Phase Change Materials (PCMs) are substances that store and release thermal energy through reversible solid-liquid phase transitions. In recent years, PCMs have received increased attention as effective components in thermal energy storage systems. Using PCMs across different technologies can improve thermal energy storage, reduce dependence on conventional energy sources, lower greenhouse gas emissions, and support global sustainability and energy efficiency objectives. These materials can maintain a stable temperature during phase transitions while absorbing or releasing latent heat. This characteristic enables PCMs to regulate temperature changes, making them suitable for applications such as passive thermal storage, solar energy systems, and building energy optimization. In building envelopes, they improve thermal inertia, reducing indoor temperature variations and heating or cooling demands. The same goes for solar energy systems; PCMs store excess solar heat during peak periods and release it when energy demand rises, improving overall system efficiency.
PCMs are classified into three main categories: organic, inorganic, and eutectic materials. Organic PCMs, like paraffins and fatty acids, are characterized by their chemical stability; they are non-corrosive and have congruent melting points, but they have low thermal conductivity and low latent heat in certain high-demanding applications. Inorganic PCMs, especially hydrated salts, offer high latent heat storage capacity and improved thermal conductivity. This particular aspect makes them attractive for medium- or high-temperature energy storage.

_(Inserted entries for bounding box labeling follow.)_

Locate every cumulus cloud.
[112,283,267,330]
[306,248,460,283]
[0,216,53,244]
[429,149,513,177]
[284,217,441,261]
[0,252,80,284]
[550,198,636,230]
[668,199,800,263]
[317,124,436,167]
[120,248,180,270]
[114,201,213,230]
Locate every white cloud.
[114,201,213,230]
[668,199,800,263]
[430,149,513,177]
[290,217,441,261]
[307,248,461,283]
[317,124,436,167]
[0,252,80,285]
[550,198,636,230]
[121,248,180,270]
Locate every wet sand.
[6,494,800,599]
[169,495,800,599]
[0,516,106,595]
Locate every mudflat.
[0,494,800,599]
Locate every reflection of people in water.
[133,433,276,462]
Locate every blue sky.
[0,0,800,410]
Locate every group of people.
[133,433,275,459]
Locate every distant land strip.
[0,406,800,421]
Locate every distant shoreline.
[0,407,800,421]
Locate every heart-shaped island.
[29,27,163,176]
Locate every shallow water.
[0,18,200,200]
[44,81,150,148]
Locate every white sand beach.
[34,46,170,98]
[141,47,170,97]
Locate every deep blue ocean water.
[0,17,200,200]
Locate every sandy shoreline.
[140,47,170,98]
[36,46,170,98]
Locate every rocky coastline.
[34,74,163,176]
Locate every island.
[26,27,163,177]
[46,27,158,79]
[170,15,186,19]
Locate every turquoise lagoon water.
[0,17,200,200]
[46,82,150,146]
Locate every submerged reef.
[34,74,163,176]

Aside from these advantages, inorganic PCMs often have drawbacks such as phase separation, supercooling, or corrosive behavior. Eutectic PCMs combine two or more components to achieve specific melting temperatures and improved thermal stability, effectively merging the advantages of both organic and inorganic materials.

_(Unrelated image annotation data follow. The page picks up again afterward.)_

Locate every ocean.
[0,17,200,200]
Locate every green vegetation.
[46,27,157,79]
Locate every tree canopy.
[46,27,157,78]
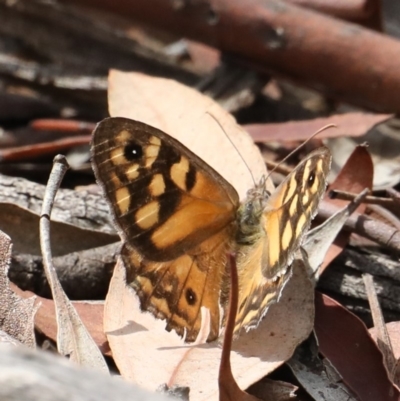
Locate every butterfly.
[91,117,331,342]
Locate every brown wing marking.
[92,118,239,261]
[262,147,331,279]
[122,226,234,342]
[235,148,331,332]
[235,238,291,334]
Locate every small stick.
[40,155,108,371]
[362,273,396,379]
[329,189,395,206]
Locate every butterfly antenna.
[267,124,337,179]
[206,111,256,185]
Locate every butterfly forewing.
[235,147,331,332]
[92,118,330,341]
[92,118,239,341]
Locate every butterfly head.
[236,176,271,245]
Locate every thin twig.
[318,200,400,252]
[363,273,396,379]
[329,189,395,206]
[40,155,108,371]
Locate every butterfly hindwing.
[92,118,239,261]
[92,118,330,341]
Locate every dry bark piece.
[369,321,400,387]
[11,283,111,356]
[0,346,171,401]
[0,231,37,348]
[8,242,121,300]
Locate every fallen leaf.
[287,336,358,401]
[108,70,273,199]
[328,118,400,190]
[0,231,36,348]
[11,283,111,356]
[319,146,374,275]
[315,293,400,401]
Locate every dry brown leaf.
[104,263,314,401]
[108,70,272,199]
[328,119,400,190]
[369,322,400,387]
[0,231,37,348]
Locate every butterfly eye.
[124,143,143,161]
[186,288,197,305]
[307,171,315,188]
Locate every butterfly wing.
[235,147,331,331]
[92,118,239,339]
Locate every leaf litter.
[104,71,360,400]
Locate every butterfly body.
[92,118,330,341]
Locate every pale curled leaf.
[0,231,37,348]
[40,156,108,371]
[108,70,272,199]
[104,262,314,401]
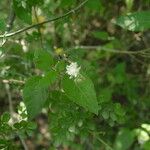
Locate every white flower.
[18,102,28,121]
[138,130,150,144]
[66,62,81,79]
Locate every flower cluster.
[66,62,81,79]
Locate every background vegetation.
[0,0,150,150]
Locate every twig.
[0,0,88,38]
[5,83,28,150]
[6,0,16,33]
[0,0,15,47]
[34,7,44,49]
[5,83,14,115]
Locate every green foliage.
[0,0,150,150]
[115,11,150,31]
[23,71,57,118]
[62,74,99,114]
[114,129,135,150]
[13,0,32,24]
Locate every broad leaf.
[114,129,135,150]
[115,11,150,31]
[62,75,99,114]
[23,71,57,119]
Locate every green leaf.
[114,11,150,31]
[0,19,6,32]
[34,50,53,71]
[60,0,76,8]
[23,71,57,119]
[62,74,99,114]
[87,0,102,11]
[92,31,109,40]
[1,112,10,122]
[114,129,135,150]
[13,0,32,24]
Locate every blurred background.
[0,0,150,150]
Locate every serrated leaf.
[62,75,99,114]
[114,129,135,150]
[0,19,6,32]
[13,0,32,24]
[115,11,150,31]
[23,71,57,119]
[34,50,53,71]
[1,112,10,123]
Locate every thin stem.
[97,137,113,150]
[0,0,88,38]
[5,83,28,150]
[34,7,44,49]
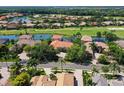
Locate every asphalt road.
[0,62,107,70]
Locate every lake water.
[0,34,74,42]
[0,35,18,40]
[8,16,31,23]
[33,34,52,40]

In this paper, a comparative study is presented about the most common studied inorganic hydrated salts, such as: magnesium nitrate hexahydrate (Mg(NO₃)₂·6H₂O), lithium nitrate trihydrate (LiNO₃·3H₂O), sodium sulfate decahydrate (Na₂SO₄·10H₂O), calcium nitrate tetrahydrate (Ca(NO₃)₂·4H₂O), calcium chloride hexahydrate (CaCl₂·6H₂O), magnesium chloride hexahydrate (MgCl₂·6H₂O), sodium acetate trihydrate (CH₃COONa·3H₂O) and their eutectic mixtures. These materials exhibit melting temperatures ranging from 29 °C to over 100 °C, making them suitable for a wide range of thermal applications. For example, calcium chloride hexahydrate melts around 29 °C with a latent heat of approximately 190 kJ/kg but presents corrosion and supercooling issues. Sodium sulfate decahydrate offers a higher latent heat (about 230 J/g) and a melting range of 30–35 °C, though it is exposed to phase separation and leakage. Sodium acetate trihydrate has a melting temperature of approximately 58 °C and a high latent heat of 264 kJ/kg, but can exhibit supercooling and segregation phenomena. Magnesium-based hydrated salts, such as magnesium nitrate and magnesium chloride hexahydrates, operate over a wider temperature range and provide improved thermal storage capacity, although supercooling remains a significant limitation.
Improving property stabilization is a common method used for phase change material systems. Expanded graphite used as an additive was reported to improve thermal stability and heat transfer performance. Microencapsulation is a method used to prevent leakage during phase transitions and to improve thermal reliability.
To establish the properties of the considered hydrate salts, this paper analyzed: DSC for determining melting temperatures and latent heat values; TGA for thermal stability and degradation behavior; SEM for structural and morphological analysis; and XRD and FTIR to confirm chemical composition and compatibility between the PCM cores and the encapsulated materials.
In conclusion, inorganic hydrated salts and their eutectics have significant potential for thermal energy storage and energy efficiency applications due to their high latent heat and favorable thermal properties. Single or eutectic formulations presented in this paper represent an important research focus for enhancing their performance and enabling the implementation of PCMs in sustainable energy systems.